12.6 Robots Reading Recipes: A Semantic Framework for Coatings Science (Room 234-236)

10 Apr 18
5:00 PM - 5:30 PM

Tracks: Session 12: Measuring & Testing II, Session 12: Measuring, Testing & Automation

Natural language processing tools are data workflows created using software and machine learning models. These tools are used to extract structured, semantic information from English text, and have been used to create online chatbots and to quickly assess sentiment about a product or brand on social media platforms. Natural language processing and text mining tools have not been fully leveraged in the chemical sciences, and certainly not in the domain of coatings science and engineering. Here, we propose a rules-based and template-assisted framework for the semantic recording and delivery of coatings formulation information. This framework may be combined with text mining and natural language processing tools in order to extract chemical entity information, as well as formulation relationships between those entities. The resulting information is automatically ‘tidy’ and ready for data mining and modeling activities, without the need for arduous spreadsheet data entry and manipulation. The proposed framework allows for easy dissemination of formulation information, be it in trade journals, technical data sheets, peer-reviewed publications, or within or between industrial organizations and laboratories. The objective is to transform the ubiquitous formulation sheet—the format of which varies from organization to organization—into a simple, prose-based format which is simultaneously information dense as well as reader friendly, to both human and robot readers.
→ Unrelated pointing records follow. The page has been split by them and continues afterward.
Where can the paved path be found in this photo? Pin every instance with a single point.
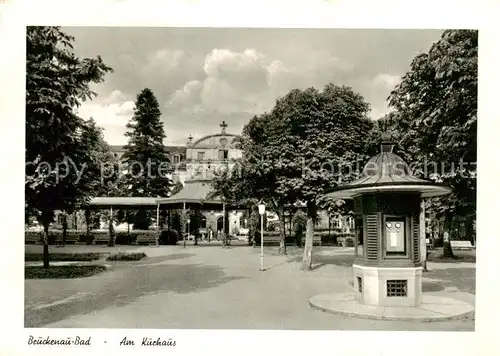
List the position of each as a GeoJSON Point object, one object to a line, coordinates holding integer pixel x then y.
{"type": "Point", "coordinates": [210, 287]}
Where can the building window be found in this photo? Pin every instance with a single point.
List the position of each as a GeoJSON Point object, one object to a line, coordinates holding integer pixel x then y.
{"type": "Point", "coordinates": [223, 154]}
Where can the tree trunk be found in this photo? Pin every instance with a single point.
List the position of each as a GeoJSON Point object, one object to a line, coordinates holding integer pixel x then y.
{"type": "Point", "coordinates": [87, 221]}
{"type": "Point", "coordinates": [447, 251]}
{"type": "Point", "coordinates": [308, 246]}
{"type": "Point", "coordinates": [111, 230]}
{"type": "Point", "coordinates": [423, 243]}
{"type": "Point", "coordinates": [46, 245]}
{"type": "Point", "coordinates": [65, 228]}
{"type": "Point", "coordinates": [281, 217]}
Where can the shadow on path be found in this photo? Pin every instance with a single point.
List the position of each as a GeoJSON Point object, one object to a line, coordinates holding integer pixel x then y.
{"type": "Point", "coordinates": [342, 260]}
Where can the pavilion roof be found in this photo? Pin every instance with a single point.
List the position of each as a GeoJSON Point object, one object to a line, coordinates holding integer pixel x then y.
{"type": "Point", "coordinates": [193, 192]}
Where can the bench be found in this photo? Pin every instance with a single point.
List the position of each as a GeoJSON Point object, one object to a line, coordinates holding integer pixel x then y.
{"type": "Point", "coordinates": [461, 245]}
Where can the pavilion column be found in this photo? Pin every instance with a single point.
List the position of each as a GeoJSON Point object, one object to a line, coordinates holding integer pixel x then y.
{"type": "Point", "coordinates": [183, 222]}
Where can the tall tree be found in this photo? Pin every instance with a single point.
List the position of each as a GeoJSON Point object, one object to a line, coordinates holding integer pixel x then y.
{"type": "Point", "coordinates": [436, 120]}
{"type": "Point", "coordinates": [56, 146]}
{"type": "Point", "coordinates": [319, 138]}
{"type": "Point", "coordinates": [146, 157]}
{"type": "Point", "coordinates": [309, 141]}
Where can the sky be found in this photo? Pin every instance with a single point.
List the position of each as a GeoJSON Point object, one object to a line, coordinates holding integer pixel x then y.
{"type": "Point", "coordinates": [202, 76]}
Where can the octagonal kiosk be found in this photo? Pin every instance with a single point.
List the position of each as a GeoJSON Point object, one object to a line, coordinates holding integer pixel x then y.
{"type": "Point", "coordinates": [387, 267]}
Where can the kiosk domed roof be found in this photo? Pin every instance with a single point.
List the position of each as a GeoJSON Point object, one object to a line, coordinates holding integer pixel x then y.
{"type": "Point", "coordinates": [387, 172]}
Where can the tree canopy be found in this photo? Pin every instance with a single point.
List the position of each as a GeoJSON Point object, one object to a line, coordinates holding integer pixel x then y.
{"type": "Point", "coordinates": [436, 117]}
{"type": "Point", "coordinates": [308, 142]}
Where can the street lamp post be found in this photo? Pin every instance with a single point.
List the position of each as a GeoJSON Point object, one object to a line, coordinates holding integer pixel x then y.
{"type": "Point", "coordinates": [262, 210]}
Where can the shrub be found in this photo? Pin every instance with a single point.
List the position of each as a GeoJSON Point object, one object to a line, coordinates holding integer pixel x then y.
{"type": "Point", "coordinates": [169, 237]}
{"type": "Point", "coordinates": [38, 272]}
{"type": "Point", "coordinates": [126, 256]}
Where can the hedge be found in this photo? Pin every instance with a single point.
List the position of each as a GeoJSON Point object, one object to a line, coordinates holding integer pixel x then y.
{"type": "Point", "coordinates": [38, 272]}
{"type": "Point", "coordinates": [80, 236]}
{"type": "Point", "coordinates": [169, 237]}
{"type": "Point", "coordinates": [66, 257]}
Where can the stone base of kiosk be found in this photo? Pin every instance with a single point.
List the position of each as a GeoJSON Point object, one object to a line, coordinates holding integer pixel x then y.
{"type": "Point", "coordinates": [383, 286]}
{"type": "Point", "coordinates": [433, 308]}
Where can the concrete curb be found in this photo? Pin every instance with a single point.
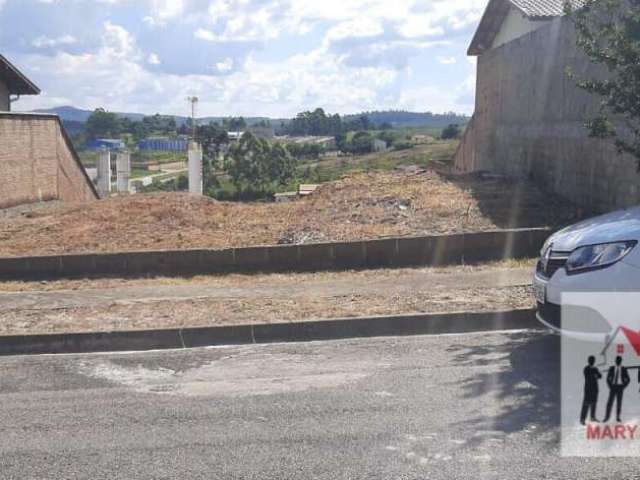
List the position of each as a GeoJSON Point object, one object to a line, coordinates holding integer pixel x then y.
{"type": "Point", "coordinates": [398, 252]}
{"type": "Point", "coordinates": [382, 326]}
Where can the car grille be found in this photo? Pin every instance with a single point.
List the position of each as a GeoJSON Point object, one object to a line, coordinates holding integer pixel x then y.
{"type": "Point", "coordinates": [557, 261]}
{"type": "Point", "coordinates": [551, 314]}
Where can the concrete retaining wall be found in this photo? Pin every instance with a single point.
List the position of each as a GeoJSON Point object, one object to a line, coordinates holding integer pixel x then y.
{"type": "Point", "coordinates": [529, 122]}
{"type": "Point", "coordinates": [403, 325]}
{"type": "Point", "coordinates": [392, 252]}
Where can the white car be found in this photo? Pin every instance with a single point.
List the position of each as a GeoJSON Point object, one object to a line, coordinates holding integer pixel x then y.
{"type": "Point", "coordinates": [599, 255]}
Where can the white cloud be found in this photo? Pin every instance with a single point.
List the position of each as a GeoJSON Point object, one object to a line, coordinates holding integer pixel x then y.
{"type": "Point", "coordinates": [447, 60]}
{"type": "Point", "coordinates": [153, 59]}
{"type": "Point", "coordinates": [363, 55]}
{"type": "Point", "coordinates": [225, 66]}
{"type": "Point", "coordinates": [117, 42]}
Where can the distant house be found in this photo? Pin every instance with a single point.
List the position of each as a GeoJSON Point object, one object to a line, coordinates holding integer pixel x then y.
{"type": "Point", "coordinates": [13, 83]}
{"type": "Point", "coordinates": [164, 144]}
{"type": "Point", "coordinates": [106, 143]}
{"type": "Point", "coordinates": [262, 132]}
{"type": "Point", "coordinates": [235, 136]}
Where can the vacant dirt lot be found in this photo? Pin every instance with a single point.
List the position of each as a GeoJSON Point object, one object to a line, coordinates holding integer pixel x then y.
{"type": "Point", "coordinates": [362, 206]}
{"type": "Point", "coordinates": [111, 305]}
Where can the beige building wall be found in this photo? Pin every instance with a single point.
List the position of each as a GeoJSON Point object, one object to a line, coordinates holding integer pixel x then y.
{"type": "Point", "coordinates": [37, 162]}
{"type": "Point", "coordinates": [5, 104]}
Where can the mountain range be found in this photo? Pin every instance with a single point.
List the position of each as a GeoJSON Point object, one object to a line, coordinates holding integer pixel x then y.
{"type": "Point", "coordinates": [398, 118]}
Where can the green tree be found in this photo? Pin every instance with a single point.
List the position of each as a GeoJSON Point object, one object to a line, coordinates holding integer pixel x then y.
{"type": "Point", "coordinates": [362, 143]}
{"type": "Point", "coordinates": [234, 124]}
{"type": "Point", "coordinates": [608, 32]}
{"type": "Point", "coordinates": [256, 164]}
{"type": "Point", "coordinates": [103, 124]}
{"type": "Point", "coordinates": [212, 137]}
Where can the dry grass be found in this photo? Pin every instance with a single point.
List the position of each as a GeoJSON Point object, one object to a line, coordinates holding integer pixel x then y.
{"type": "Point", "coordinates": [233, 311]}
{"type": "Point", "coordinates": [244, 280]}
{"type": "Point", "coordinates": [359, 207]}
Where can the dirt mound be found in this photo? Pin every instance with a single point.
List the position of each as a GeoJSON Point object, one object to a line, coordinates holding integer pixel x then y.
{"type": "Point", "coordinates": [362, 206]}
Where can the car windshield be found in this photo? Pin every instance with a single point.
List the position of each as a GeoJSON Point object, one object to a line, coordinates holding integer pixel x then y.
{"type": "Point", "coordinates": [300, 239]}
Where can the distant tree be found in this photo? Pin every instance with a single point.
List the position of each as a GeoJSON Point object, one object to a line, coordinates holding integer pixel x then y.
{"type": "Point", "coordinates": [213, 138]}
{"type": "Point", "coordinates": [234, 124]}
{"type": "Point", "coordinates": [608, 32]}
{"type": "Point", "coordinates": [102, 124]}
{"type": "Point", "coordinates": [160, 124]}
{"type": "Point", "coordinates": [255, 163]}
{"type": "Point", "coordinates": [388, 136]}
{"type": "Point", "coordinates": [341, 143]}
{"type": "Point", "coordinates": [451, 131]}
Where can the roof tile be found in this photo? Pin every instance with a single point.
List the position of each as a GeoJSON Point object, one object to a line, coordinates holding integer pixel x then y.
{"type": "Point", "coordinates": [544, 8]}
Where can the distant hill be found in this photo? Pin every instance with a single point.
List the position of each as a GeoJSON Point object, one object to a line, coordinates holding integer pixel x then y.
{"type": "Point", "coordinates": [397, 118]}
{"type": "Point", "coordinates": [72, 114]}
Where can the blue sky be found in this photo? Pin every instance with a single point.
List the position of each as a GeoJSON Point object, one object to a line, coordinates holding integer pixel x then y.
{"type": "Point", "coordinates": [244, 57]}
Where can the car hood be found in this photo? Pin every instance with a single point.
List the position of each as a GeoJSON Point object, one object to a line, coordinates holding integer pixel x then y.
{"type": "Point", "coordinates": [617, 226]}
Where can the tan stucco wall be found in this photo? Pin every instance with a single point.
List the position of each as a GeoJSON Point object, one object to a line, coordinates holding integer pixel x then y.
{"type": "Point", "coordinates": [515, 25]}
{"type": "Point", "coordinates": [529, 122]}
{"type": "Point", "coordinates": [5, 104]}
{"type": "Point", "coordinates": [37, 163]}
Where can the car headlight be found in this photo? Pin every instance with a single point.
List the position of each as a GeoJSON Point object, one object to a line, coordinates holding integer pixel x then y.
{"type": "Point", "coordinates": [598, 256]}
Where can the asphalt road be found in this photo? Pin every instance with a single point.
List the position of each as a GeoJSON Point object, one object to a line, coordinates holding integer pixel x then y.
{"type": "Point", "coordinates": [480, 406]}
The proposed framework has the capability to turn ‘information archeology’ into an automated process, eventually leading to automated and machine-led analysis and interpretation of scientific results related to coating formulation and performance. Adopting a standard and widespread approach to formulation information fosters scientific reproducibility, open innovation, and standardization of reporting, as well as easy, reliable, and long-lasting access to data.